Bir süre daha soluksuz onu izledikten sonra Eymen kıpırdamaya başladı. Bakışlarımı hemen üzerinden çekip tavana diktim. Uyandığını, okyanus mavisi gözlerini üzerime diktiğinde anlamıştım.
"Ne zaman uyandın?" diye sordu uykulu bir sesle. Yeni uyandığında sesi o kadar değişik geliyordu ki. O kalin ve sert sesinden eser yoktu.
"Yeni uyandım." Yalandan kim öldü de ben öleceğim?

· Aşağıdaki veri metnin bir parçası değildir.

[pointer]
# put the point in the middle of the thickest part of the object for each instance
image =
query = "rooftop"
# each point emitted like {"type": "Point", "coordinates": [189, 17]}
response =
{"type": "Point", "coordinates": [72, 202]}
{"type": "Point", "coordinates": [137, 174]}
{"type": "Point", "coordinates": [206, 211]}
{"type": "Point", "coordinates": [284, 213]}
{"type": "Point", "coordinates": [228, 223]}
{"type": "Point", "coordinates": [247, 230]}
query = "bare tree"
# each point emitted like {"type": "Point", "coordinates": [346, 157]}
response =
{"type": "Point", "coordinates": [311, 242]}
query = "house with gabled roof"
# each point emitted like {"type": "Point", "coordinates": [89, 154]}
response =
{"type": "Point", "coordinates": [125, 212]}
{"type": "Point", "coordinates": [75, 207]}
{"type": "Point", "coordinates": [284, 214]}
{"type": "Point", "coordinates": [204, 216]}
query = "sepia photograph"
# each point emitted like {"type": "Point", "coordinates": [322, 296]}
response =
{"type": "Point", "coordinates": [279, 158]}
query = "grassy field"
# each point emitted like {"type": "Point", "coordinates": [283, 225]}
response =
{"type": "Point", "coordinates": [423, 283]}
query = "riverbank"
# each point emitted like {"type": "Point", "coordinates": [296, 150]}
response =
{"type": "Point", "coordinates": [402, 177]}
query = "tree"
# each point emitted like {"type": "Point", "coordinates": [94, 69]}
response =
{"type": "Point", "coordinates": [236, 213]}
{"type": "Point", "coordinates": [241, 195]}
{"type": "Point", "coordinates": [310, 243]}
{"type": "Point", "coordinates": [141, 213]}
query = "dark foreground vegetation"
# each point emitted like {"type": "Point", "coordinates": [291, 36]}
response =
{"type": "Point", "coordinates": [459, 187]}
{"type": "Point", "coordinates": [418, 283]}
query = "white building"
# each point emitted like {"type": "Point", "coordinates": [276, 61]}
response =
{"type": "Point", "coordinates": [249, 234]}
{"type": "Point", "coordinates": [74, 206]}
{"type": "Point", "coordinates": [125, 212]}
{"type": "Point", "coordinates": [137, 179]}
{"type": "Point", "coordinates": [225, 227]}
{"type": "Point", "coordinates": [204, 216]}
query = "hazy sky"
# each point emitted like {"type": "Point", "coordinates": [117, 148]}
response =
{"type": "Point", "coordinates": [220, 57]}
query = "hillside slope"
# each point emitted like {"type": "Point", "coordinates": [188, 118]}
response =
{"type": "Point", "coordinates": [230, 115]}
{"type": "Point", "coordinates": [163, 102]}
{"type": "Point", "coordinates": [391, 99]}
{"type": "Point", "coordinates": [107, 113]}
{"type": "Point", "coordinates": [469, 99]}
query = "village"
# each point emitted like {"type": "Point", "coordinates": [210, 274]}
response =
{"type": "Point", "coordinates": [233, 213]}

Cevap vermedi ama gözleri hala üzerimdeydi.
Beraber oturma odasındaki kanepede yatmıştık. Ne kadar süre hiçbir şey söylemeden o şekilde sarılı durmuştuk hiçbir fikrim yoktu ama en sonunda uyuya kalmışız.
Saat sabah yediydi. Geç yattığımız halde ikimiz de erken uyanmıştık ama bir yandan da iyi olmuştu. Önceki gün fazla bir şey yemediğim için açlıktan ölmek üzereydim.
"Aç misin?" diye sordu Eymen, düşüncelerimi okumuştu sanki.
"Hem de ne açım."
-
Eymen'le birlikte küçük bir cafeye gelmiştik kahvaltı yapmak için. Sabahın erken saatlerinde fazla kimse yoktu, zaten haftasonu bu kadar erken kalkan bir biz vardık galiba. Siparişimizi vermiş kahvaltının gelmesini beklerken biraz sohbet ediyorduk. Daha doğrusu ben konuşuyordum, Eymen ise beni dinliyordu.
ŞİMDİ OKUDUĞUN
KORKUSUZ
Teen FictionEymen ULUHAN. Nam-i diğer KORKUSUZ. Bütün şehir tarafından Korkusuz olarak bilinen yirmi üç yaşındaki bir adamın, aslında tek korkusunun aşık olmak olduğunu kim tahmin edebilirdi ki? Her şey, Yaren Aksu'nun arkadaşlarının zoruyla Korkusuz'un mekanın...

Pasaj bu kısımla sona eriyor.